A GEORGE III SILVER SEVEN-PIECE TEA AND COFFEE SERVICE**
A GEORGE III SILVER SEVEN-PIECE TEA AND COFFEE SERVICE**

MAKER'S MARK OF PAUL STORR, LONDON, 1817

Details
A GEORGE III SILVER SEVEN-PIECE TEA AND COFFEE SERVICE**
Maker's mark of Paul Storr, London, 1817
Comprising hot water kettle on stand with burner, coffee pot on stand with burner, teapot on stand, two cream jugs, and two open sugar bowls; the kettle and coffee pot stands each on a triangular base with cut-corners and three shell and scroll feet, each stand with three leaf-capped scroll feet between openwork garlands under a cast band of flowers and shells, each body baluster on a circular foot, the part-fluted body chased and repouss with fruit and flowers on a matted ground amid rococo cartouches enclosing floral diaperwork, the fluted neck everted, the teapot and coffee pot with ivory scroll handles and foliate joins, the kettle with overhead fluted ivory handle with scroll joins, the spouts chased with scalework, shells, and foliage, the hinged covers with similar decoration and surmounted by a bud finial, the stands and each side of the bodies engraved with a crest and motto within a garter beneath a Viscount's coronet, the burners engraved with a Viscount's coronet, each marked under base, on cover, under stand, and on burner, the kettle stand also stamped RUNDELL BRIDGE ET RUNDELL AURIFICES REGIS ET PRINCIPIS WALLIAE REGENTIS BRITANNIAS
The kettle on stand 16in. (42cm.) high; gross weight 370oz. (11520gr.)
Storr, Paul (7)
Provenance
The Executors of the late Lieutenant Commander L.T. Metters and the late Mrs. H. de Vahl Metters, The Parsonage, Uffculme, Cullompton, Devon, house sale, Wellington Salerooms, 6 May, 1987, lot 169

Lot Essay

The crest is that of Hamilton, almost certainly for Gustavus, 6th Viscount Boyne and, in the Irish peerage, Baron Hamilton of Stackallen, co. Meath (1777-1855).

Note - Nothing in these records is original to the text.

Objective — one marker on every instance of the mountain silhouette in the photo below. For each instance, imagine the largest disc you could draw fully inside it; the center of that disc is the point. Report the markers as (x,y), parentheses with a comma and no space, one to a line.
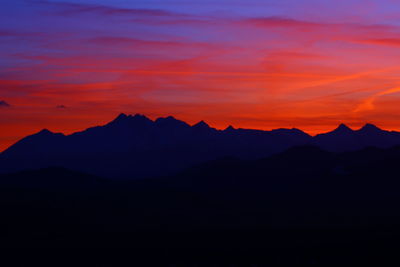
(134,146)
(305,201)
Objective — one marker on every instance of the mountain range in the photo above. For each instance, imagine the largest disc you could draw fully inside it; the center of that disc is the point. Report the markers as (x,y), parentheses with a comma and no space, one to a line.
(134,146)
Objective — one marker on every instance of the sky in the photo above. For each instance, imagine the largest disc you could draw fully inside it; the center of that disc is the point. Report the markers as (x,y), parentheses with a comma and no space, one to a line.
(67,65)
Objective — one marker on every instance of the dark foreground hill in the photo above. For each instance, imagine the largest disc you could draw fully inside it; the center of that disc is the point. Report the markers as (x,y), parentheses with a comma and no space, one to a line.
(302,207)
(133,147)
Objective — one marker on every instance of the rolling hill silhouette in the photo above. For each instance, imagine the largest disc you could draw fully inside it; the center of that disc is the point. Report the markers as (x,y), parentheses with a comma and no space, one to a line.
(292,208)
(137,147)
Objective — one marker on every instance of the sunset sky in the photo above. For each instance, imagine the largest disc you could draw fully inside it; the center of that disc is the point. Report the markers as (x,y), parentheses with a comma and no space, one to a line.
(311,64)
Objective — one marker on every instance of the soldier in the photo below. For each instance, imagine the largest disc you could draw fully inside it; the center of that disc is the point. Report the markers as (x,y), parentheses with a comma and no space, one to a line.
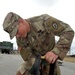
(35,38)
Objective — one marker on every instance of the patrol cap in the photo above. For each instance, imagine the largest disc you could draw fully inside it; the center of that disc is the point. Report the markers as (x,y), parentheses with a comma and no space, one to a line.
(10,24)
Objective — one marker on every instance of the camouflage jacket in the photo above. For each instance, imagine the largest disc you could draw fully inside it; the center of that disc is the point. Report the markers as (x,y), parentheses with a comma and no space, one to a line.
(41,39)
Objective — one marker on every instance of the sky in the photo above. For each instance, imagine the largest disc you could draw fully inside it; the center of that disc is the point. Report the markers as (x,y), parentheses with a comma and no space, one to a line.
(63,10)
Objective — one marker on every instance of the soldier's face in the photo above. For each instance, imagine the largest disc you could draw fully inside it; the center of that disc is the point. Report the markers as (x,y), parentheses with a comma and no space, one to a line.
(22,30)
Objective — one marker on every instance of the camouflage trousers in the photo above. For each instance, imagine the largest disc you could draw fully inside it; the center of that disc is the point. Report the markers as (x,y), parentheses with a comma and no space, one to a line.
(27,65)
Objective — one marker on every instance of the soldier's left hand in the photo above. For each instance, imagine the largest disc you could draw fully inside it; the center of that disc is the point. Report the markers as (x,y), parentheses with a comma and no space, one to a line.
(51,57)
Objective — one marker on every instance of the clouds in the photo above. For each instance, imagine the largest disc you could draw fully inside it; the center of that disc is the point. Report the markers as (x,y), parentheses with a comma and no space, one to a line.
(61,9)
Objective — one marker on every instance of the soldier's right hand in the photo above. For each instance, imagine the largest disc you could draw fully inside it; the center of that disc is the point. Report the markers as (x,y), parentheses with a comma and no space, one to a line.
(18,73)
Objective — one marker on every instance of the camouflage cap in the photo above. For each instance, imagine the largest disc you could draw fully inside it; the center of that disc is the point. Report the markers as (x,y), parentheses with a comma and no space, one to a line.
(10,23)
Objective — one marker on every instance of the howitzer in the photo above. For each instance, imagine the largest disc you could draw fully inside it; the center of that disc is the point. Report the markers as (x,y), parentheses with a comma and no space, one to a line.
(35,69)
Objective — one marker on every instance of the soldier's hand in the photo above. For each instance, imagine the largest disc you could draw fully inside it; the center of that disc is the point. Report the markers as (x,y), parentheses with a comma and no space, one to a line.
(51,57)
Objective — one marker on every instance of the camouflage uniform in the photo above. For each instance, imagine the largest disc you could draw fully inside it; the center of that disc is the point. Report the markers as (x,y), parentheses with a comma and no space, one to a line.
(41,39)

The 6th Viscount married Harriet, only daughter and heiress of Benjamin Baugh, of Burwarton House, Shropshire. He entered the British army at an early age, saw active service in Flanders during the war between England and France, and was held prisoner for several years at Verdun. He succeeded to the peerage upon the death of his father, the 5th Viscount, in 1816, one year prior to the manufacture of this tea and coffee service (Illustrated London News, April 7, 1855).